Brazil allocates 20 times the amount of the Bolsa Família program to incentives and civil servants

São Paulo

The low growth of the economy, increased poverty and the urgency to reinforce targeted social programs, has made clear the need for Brazil to review the outlay of billions of reais allocated to business incentives—now considered inefficient and inequitable.

This year, Brazil will no longer collect nearly R$310 billion ($ 56.9 billion) from tax benefits granted to companies and sectors.
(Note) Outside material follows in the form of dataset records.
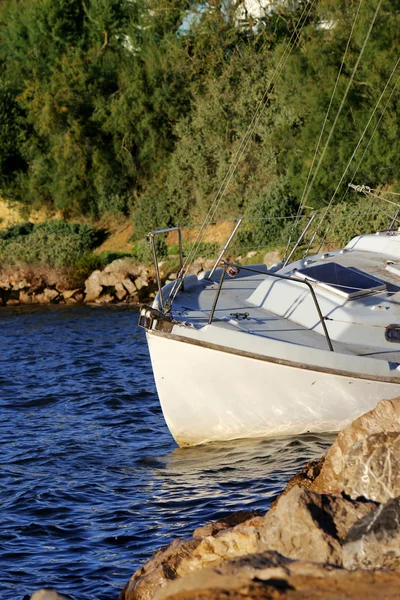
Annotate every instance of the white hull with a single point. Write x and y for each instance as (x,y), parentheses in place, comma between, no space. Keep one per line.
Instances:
(208,394)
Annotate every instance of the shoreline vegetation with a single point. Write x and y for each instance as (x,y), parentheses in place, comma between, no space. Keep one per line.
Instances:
(56,261)
(333,532)
(138,109)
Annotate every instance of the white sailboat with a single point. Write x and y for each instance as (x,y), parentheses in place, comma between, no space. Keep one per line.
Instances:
(304,346)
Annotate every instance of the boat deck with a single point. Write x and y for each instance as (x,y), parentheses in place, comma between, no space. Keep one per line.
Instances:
(195,305)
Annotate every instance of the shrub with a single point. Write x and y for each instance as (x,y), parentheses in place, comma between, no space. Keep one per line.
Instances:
(144,253)
(53,243)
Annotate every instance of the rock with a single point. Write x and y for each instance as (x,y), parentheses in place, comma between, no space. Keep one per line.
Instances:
(272,257)
(120,291)
(305,478)
(124,265)
(372,469)
(105,299)
(384,417)
(22,284)
(309,526)
(93,288)
(374,542)
(47,296)
(110,279)
(25,297)
(73,296)
(141,282)
(270,576)
(181,557)
(303,525)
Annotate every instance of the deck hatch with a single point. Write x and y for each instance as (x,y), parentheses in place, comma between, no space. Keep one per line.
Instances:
(347,282)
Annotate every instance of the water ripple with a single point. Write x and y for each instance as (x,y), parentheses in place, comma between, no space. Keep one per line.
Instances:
(91,482)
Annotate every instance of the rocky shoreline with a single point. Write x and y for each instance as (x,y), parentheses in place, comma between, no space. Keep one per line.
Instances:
(121,281)
(332,534)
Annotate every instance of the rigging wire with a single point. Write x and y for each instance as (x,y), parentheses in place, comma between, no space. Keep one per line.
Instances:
(344,99)
(366,148)
(359,141)
(302,201)
(247,136)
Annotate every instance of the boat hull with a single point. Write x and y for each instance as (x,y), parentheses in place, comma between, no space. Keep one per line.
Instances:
(208,394)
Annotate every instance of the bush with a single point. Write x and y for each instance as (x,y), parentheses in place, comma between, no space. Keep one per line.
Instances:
(266,226)
(53,243)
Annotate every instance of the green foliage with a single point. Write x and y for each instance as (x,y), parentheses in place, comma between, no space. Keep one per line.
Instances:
(143,251)
(114,106)
(266,224)
(53,243)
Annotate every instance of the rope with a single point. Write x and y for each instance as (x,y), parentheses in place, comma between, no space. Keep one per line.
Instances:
(360,324)
(323,126)
(246,138)
(344,99)
(360,140)
(368,192)
(364,153)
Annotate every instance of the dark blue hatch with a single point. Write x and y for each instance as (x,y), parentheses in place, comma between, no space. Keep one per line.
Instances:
(346,281)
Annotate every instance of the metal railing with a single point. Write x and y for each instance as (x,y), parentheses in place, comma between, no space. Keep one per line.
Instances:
(151,239)
(226,265)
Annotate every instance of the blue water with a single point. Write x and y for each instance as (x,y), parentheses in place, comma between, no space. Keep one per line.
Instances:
(91,482)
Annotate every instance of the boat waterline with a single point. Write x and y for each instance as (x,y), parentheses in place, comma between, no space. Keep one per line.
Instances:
(273,399)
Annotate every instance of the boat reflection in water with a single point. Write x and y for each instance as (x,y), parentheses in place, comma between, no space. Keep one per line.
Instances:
(199,484)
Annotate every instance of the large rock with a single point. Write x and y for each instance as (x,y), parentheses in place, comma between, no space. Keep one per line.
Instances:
(270,576)
(93,288)
(372,469)
(309,526)
(124,266)
(182,557)
(226,523)
(384,418)
(374,542)
(303,525)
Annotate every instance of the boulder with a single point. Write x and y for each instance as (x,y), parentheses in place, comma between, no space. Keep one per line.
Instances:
(374,542)
(181,557)
(93,288)
(105,299)
(309,526)
(372,468)
(48,296)
(73,296)
(110,279)
(48,594)
(229,521)
(303,525)
(124,265)
(25,297)
(384,417)
(271,576)
(141,282)
(120,291)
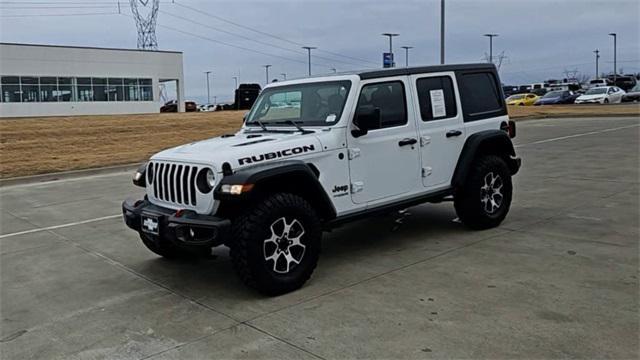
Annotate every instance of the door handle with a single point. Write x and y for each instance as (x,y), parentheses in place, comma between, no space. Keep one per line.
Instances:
(454,133)
(407,141)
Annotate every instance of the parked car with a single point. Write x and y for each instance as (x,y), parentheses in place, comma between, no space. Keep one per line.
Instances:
(599,82)
(509,90)
(522,99)
(540,91)
(270,190)
(625,82)
(207,108)
(557,97)
(601,95)
(633,95)
(172,106)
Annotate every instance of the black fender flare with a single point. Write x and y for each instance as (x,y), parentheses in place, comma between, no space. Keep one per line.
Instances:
(496,142)
(293,176)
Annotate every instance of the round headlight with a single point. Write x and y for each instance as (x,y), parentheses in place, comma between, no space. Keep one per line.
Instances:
(205,180)
(211,180)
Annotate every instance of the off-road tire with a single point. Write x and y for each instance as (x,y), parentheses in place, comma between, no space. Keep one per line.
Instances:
(168,250)
(468,200)
(251,229)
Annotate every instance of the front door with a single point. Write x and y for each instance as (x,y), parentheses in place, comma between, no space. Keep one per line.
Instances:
(385,163)
(440,125)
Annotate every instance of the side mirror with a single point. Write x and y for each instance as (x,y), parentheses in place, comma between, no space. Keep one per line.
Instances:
(366,119)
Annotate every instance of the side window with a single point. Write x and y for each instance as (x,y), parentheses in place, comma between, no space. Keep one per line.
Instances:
(480,96)
(389,97)
(437,98)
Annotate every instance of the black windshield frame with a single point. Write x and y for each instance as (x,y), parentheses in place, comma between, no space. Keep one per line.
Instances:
(303,119)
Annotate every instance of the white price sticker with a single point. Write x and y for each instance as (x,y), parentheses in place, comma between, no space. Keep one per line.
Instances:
(438,108)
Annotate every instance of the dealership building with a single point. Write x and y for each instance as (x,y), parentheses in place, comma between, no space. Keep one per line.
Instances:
(46,80)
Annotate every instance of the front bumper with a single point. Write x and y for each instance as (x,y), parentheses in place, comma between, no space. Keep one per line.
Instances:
(187,229)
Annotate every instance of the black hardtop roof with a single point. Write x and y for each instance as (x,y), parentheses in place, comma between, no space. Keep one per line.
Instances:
(372,74)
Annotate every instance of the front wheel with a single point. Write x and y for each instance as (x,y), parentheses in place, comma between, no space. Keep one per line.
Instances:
(276,244)
(484,200)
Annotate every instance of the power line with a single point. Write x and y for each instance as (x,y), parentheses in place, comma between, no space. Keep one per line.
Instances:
(249,38)
(56,15)
(267,34)
(225,43)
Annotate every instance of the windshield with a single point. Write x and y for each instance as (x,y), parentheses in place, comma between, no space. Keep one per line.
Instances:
(311,104)
(553,94)
(596,91)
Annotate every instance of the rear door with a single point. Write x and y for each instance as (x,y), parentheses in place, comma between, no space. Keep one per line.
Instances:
(440,126)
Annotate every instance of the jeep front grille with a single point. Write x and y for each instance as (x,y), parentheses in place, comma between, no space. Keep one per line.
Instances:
(174,183)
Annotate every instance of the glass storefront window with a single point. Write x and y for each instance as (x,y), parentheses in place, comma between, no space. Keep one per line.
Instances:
(67,89)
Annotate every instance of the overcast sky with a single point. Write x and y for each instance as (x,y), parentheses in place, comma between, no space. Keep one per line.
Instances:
(540,38)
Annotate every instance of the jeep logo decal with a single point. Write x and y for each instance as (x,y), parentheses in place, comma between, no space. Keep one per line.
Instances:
(276,155)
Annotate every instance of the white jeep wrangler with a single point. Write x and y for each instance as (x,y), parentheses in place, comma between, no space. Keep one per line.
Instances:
(319,152)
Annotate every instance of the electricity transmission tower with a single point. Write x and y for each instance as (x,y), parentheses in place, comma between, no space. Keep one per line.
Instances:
(497,60)
(146,15)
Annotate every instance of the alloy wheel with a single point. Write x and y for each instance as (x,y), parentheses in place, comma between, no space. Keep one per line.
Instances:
(284,249)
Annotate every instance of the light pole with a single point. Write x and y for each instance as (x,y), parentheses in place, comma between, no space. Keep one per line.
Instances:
(597,52)
(391,36)
(490,36)
(235,94)
(309,48)
(266,68)
(442,32)
(208,87)
(615,54)
(406,54)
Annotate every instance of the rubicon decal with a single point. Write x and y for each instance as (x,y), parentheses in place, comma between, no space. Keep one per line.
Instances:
(277,154)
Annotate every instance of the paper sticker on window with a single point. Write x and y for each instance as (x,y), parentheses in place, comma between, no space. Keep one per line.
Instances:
(438,108)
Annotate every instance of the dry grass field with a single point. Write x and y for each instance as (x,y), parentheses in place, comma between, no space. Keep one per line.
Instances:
(45,145)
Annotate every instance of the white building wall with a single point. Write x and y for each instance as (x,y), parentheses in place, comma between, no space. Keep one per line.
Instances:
(59,61)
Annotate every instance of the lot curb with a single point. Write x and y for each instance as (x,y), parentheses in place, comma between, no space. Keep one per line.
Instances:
(64,175)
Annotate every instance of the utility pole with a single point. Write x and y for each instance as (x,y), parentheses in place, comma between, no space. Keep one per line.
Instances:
(208,87)
(442,32)
(615,55)
(391,36)
(266,68)
(309,48)
(490,36)
(406,54)
(597,52)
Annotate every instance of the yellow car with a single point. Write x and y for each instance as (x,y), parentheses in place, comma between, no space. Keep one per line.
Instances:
(522,99)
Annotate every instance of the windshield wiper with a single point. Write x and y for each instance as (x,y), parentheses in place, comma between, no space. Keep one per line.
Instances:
(293,123)
(263,126)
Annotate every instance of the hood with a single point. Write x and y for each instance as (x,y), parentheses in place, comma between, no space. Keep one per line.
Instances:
(243,149)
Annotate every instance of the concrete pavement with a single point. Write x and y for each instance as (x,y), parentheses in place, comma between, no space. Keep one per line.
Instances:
(558,279)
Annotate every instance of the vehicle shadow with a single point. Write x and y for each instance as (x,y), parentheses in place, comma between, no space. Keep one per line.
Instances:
(350,254)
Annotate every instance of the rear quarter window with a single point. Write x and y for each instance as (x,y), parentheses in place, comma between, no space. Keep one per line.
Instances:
(480,96)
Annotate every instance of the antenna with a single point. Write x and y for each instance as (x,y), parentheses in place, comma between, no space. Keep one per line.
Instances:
(146,22)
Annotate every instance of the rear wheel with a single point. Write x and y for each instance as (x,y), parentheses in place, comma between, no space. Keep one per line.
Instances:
(276,244)
(485,199)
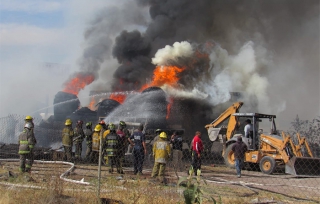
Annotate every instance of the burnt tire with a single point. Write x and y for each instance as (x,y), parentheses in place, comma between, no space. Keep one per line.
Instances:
(267,165)
(229,157)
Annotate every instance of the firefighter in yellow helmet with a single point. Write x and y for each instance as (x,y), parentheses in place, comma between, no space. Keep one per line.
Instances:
(67,140)
(96,143)
(29,119)
(26,145)
(111,146)
(88,135)
(161,152)
(78,139)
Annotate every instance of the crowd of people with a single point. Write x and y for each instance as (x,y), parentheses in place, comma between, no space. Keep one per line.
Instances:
(114,144)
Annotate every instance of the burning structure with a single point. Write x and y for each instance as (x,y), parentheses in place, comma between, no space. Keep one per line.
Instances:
(196,61)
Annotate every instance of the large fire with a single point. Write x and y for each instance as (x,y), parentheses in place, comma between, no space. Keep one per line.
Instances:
(77,83)
(118,97)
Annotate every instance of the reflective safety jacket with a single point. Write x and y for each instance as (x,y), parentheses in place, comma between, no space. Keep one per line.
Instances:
(123,139)
(78,135)
(26,141)
(88,136)
(67,136)
(111,144)
(161,151)
(95,141)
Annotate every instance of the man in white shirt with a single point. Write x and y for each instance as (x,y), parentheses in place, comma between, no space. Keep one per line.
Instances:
(248,132)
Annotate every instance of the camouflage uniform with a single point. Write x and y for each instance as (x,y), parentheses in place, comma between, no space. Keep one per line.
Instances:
(67,137)
(26,145)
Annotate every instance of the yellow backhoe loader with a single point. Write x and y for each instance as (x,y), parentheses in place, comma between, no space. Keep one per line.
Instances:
(266,149)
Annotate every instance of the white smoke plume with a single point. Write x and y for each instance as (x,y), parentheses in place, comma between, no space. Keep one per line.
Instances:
(170,54)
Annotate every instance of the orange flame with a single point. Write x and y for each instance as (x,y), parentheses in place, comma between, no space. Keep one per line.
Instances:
(91,105)
(164,75)
(118,97)
(78,83)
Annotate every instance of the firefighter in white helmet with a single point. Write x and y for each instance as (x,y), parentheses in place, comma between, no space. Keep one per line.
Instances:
(67,140)
(96,143)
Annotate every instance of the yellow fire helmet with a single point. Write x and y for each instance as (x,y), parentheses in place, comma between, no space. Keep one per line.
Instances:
(68,122)
(163,135)
(28,117)
(97,128)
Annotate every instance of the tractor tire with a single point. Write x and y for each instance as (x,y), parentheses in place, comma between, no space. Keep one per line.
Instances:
(267,165)
(229,157)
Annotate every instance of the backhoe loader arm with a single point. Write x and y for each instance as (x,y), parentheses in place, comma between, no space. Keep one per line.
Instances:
(234,108)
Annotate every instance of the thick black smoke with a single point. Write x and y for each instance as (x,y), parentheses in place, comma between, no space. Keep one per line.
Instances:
(284,35)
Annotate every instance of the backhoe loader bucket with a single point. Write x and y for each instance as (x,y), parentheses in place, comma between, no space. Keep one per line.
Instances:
(303,166)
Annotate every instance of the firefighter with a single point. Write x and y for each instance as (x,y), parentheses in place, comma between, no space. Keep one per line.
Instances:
(139,149)
(161,152)
(104,127)
(78,139)
(123,134)
(111,145)
(88,135)
(27,141)
(67,140)
(158,131)
(96,143)
(29,119)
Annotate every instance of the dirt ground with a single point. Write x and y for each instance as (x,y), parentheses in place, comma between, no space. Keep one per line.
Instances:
(218,180)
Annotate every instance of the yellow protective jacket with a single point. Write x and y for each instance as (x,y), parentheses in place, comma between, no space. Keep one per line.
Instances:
(96,141)
(67,136)
(24,143)
(161,151)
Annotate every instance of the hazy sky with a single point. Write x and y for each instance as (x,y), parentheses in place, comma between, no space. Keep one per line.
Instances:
(37,34)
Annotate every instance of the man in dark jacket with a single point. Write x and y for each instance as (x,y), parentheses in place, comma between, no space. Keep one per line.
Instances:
(88,135)
(177,143)
(239,149)
(139,149)
(123,134)
(197,149)
(111,146)
(26,145)
(78,139)
(67,140)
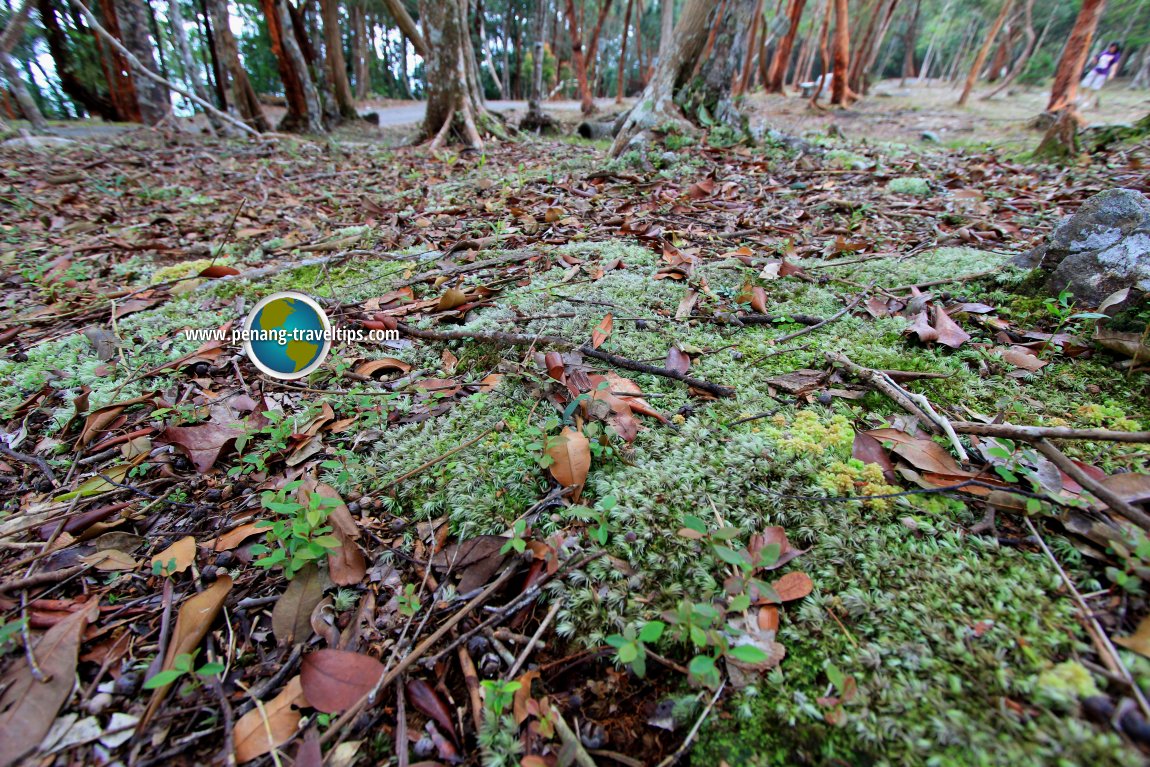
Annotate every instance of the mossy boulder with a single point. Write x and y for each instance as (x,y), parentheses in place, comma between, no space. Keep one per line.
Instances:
(1102,248)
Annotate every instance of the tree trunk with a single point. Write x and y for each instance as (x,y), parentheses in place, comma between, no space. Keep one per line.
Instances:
(334,55)
(94,102)
(360,46)
(666,28)
(454,107)
(622,53)
(216,75)
(983,52)
(910,43)
(841,55)
(407,25)
(743,78)
(153,98)
(303,99)
(191,71)
(234,75)
(1142,77)
(116,70)
(1028,50)
(1078,47)
(12,36)
(675,89)
(779,66)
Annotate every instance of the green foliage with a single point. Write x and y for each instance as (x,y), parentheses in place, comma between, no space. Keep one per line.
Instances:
(183,666)
(300,536)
Added to other credit incentives (R$ 26 billion -$4.7 billion- in 2020), the amount is equivalent to almost ten times Bolsa Família, the main program focused on extreme poverty.

The total is also close to all salaries and charges for active and inactive civil servants (R$335.4 billion-$61.5 billion-), the second largest direct expenditure by the federal government, after Social Security (about R$700 billion- $128 billion).

Specialists defend that part of the money from the benefits should be directed to the reinforcement of social programs, especially those aimed at early childhood, to break the cycle of intergenerational poverty, which leads children of poor parents to become, in the future, parents of poor children.

They also say that an administrative reform that reduces the weight of civil servants in federal spending is essential, making room in the Budget for investments and targeted income programs.

Tax, financial and credit benefits to sectors and companies doubled in the Lula and Dilma Rousseff administrations (2003-2016) and today reach almost 4.5% of GDP.

Although the Jair Bolsonaro government has promised to reduce them, there has been no significant change so far.